E. Evaluasi Keperawatan
Evaluasi dilakukan pada tanggal 20-22 Agustus 2018 dengan menggunakan metode
penelitian Subjective, Objective, Assesment, Planning (SOAP) untuk mengetahui
keefektifan tindakan yang dilakukan. Diagnosis keperawatan nyeri kronis b.d
ketidakmampuan fisik & psikososial kronis (metastase kanker, injuri neurologis, artritis).
Hasil evaluasi menunjukkan klien mengatakan masih merasa nyeri dibagian perut yang
menyebar ke pinggang kanan kiri. pengkajian nyeri : p : klien mengatakan nyeri saat
kelelahan dan stress, q : klien mengatakan seperti ada sesuatu yang keras mendesak
didalam perut, r : klien mengatakan nyeri pada perut bagian bawah 2cm dibawah
umbilikus dan atas simfisis pubis menyebar sampai pinggang kanan dan kiri, s : skala
nyeri 3, t : klien mengatakan nyeri terus-menerus tetapi derajatnya naik turun dan
ditunjukkan klien masih tampak merintih menahan nyeri, gelisah (-).

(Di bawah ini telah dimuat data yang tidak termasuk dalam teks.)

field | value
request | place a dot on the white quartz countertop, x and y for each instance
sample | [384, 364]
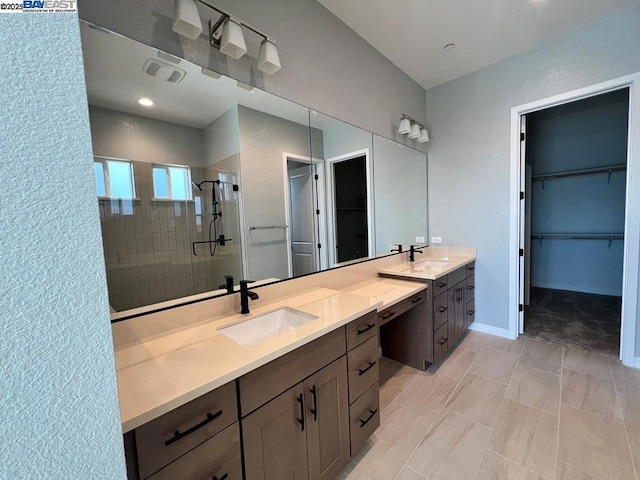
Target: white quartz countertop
[166, 371]
[432, 264]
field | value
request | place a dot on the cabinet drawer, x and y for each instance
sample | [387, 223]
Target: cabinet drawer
[440, 342]
[217, 458]
[166, 438]
[456, 276]
[471, 286]
[364, 417]
[440, 310]
[361, 329]
[470, 268]
[264, 383]
[470, 312]
[362, 368]
[440, 285]
[399, 308]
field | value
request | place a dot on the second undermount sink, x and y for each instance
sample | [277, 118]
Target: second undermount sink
[259, 328]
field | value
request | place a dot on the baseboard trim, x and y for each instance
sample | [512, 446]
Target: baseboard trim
[490, 329]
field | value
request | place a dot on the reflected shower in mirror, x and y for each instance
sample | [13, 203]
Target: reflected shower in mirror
[200, 177]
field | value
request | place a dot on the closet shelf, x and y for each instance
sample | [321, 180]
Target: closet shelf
[574, 173]
[578, 236]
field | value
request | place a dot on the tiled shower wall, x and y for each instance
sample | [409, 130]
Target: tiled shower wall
[147, 243]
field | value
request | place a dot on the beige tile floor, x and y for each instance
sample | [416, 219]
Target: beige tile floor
[501, 409]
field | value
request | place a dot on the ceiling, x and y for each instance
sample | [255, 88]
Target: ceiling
[412, 33]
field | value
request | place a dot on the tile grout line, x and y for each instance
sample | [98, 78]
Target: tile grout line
[500, 411]
[624, 423]
[556, 460]
[438, 415]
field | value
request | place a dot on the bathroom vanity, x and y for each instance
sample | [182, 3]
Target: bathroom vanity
[196, 403]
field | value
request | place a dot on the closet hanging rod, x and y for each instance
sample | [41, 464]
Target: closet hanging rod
[268, 226]
[575, 173]
[579, 236]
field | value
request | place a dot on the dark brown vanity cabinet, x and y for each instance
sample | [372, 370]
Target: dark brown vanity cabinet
[297, 411]
[200, 439]
[453, 308]
[300, 416]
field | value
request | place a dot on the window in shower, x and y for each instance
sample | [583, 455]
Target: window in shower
[114, 178]
[171, 182]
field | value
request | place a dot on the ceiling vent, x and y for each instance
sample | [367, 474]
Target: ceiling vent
[163, 71]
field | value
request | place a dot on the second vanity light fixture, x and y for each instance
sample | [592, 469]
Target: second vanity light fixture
[225, 33]
[409, 127]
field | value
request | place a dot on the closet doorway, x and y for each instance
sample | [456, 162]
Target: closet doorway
[575, 183]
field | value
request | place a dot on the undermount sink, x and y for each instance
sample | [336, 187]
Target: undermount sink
[433, 263]
[257, 329]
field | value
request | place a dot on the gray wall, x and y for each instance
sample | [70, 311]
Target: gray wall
[263, 140]
[585, 134]
[469, 152]
[123, 135]
[326, 66]
[60, 417]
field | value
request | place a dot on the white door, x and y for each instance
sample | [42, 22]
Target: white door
[301, 206]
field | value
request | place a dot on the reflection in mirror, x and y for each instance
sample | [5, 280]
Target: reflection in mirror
[192, 184]
[400, 183]
[345, 191]
[200, 177]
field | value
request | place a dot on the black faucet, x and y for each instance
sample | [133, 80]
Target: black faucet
[228, 284]
[245, 295]
[413, 251]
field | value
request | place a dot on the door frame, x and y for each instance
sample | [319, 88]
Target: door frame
[331, 230]
[319, 232]
[632, 207]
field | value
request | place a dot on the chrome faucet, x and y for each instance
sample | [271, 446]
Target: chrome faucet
[245, 295]
[412, 251]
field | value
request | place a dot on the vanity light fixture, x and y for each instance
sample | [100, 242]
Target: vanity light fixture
[414, 130]
[225, 33]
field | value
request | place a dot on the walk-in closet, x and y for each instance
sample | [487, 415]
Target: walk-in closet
[576, 157]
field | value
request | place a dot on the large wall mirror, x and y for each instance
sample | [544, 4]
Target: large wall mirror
[216, 178]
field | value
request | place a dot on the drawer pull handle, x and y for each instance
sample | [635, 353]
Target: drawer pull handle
[368, 419]
[301, 419]
[362, 371]
[366, 329]
[177, 435]
[314, 410]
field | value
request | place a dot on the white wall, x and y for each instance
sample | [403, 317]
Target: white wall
[469, 119]
[124, 135]
[60, 417]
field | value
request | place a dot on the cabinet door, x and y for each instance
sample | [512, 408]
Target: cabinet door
[275, 438]
[327, 403]
[456, 317]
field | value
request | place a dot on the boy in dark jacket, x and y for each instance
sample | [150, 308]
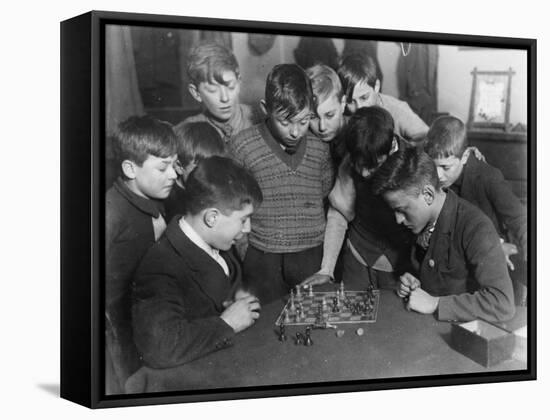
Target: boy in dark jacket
[458, 264]
[481, 184]
[146, 152]
[188, 299]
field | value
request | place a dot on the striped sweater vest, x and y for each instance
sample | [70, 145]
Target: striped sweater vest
[291, 217]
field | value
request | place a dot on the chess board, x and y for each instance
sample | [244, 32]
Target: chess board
[354, 307]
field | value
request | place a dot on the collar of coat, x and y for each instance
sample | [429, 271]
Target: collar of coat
[212, 279]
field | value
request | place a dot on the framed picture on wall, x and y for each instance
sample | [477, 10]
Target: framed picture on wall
[218, 197]
[490, 102]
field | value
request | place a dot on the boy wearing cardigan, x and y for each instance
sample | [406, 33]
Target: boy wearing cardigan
[295, 173]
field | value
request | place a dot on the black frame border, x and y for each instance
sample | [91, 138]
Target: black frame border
[82, 206]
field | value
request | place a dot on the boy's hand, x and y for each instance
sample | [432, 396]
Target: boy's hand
[407, 283]
[423, 302]
[316, 279]
[509, 250]
[239, 294]
[242, 313]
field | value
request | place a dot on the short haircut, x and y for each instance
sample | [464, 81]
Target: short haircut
[141, 136]
[356, 68]
[324, 83]
[408, 169]
[198, 140]
[221, 183]
[288, 90]
[208, 62]
[446, 137]
[369, 136]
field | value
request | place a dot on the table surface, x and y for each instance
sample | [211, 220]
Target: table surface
[399, 344]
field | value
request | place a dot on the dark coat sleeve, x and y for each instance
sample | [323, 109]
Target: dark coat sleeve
[167, 330]
[508, 208]
[494, 298]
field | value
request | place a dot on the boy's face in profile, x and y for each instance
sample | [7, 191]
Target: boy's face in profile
[328, 120]
[410, 208]
[231, 228]
[448, 170]
[220, 99]
[154, 178]
[363, 96]
[286, 131]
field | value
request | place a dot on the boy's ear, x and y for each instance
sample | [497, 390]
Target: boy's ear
[263, 107]
[194, 91]
[210, 217]
[343, 102]
[428, 191]
[129, 169]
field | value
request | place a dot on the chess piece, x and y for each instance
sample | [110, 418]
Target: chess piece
[308, 341]
[282, 335]
[287, 318]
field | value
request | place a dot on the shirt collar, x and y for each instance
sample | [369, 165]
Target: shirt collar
[231, 126]
[197, 239]
[151, 207]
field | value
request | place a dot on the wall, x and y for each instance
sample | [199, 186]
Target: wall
[455, 79]
[454, 75]
[254, 69]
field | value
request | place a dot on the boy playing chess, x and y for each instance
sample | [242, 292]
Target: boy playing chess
[458, 266]
[479, 183]
[188, 299]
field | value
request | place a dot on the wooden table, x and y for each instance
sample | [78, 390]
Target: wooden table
[400, 344]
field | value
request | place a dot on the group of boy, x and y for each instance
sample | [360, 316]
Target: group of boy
[335, 174]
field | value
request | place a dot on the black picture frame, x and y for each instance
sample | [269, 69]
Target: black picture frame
[83, 215]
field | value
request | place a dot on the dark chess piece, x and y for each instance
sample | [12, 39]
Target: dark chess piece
[308, 341]
[282, 335]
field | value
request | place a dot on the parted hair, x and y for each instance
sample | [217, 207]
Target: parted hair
[288, 90]
[356, 68]
[198, 140]
[369, 136]
[208, 62]
[408, 169]
[140, 136]
[446, 138]
[324, 82]
[221, 183]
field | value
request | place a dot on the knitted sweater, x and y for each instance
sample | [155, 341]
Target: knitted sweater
[291, 217]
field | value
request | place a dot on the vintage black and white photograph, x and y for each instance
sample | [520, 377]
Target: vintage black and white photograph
[290, 210]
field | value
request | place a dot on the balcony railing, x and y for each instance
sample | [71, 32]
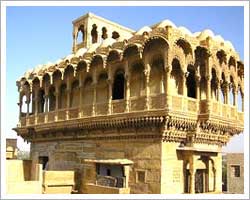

Hasil evaluasi yang didapatkan pada diagnosa keperawatan resiko perdarahan
berhubungan dengan koagulan inheren adalah klien mengatakan masih ada darah keluar
dari vagina, klien mengatakan jika bergerak banyak darah yang keluar banyak, dan
didapatkan TD: 110/80 mmhg, N : 80 x/menit, klien tampak lemah, klien tampak tidak
menghabiskan makannya, serta perdarahan : 50 cc.
Hasil evaluasi yang didapatkan pada diagnosa keperawatan ketidakefektifan perfusi
jaringan perifer berhubungan dengan perdarahan pervaginam adalah TD:110/80 mmhg,
dan konjungtiva klien masih anemis kiri dan kanan.
Hasil evaluasi yang didapatkan pada diagnosa keperawatan ketidakseimbangan nutrisi
kurang dari kebutuhan tubuh berhubungan dengan status hipermetabolik : kanker dan
konsekuensi kemoterapi, radiasi dan pembedahan adalah mukosa bibir masih kering,
turgor kulit kering dan masih elastis.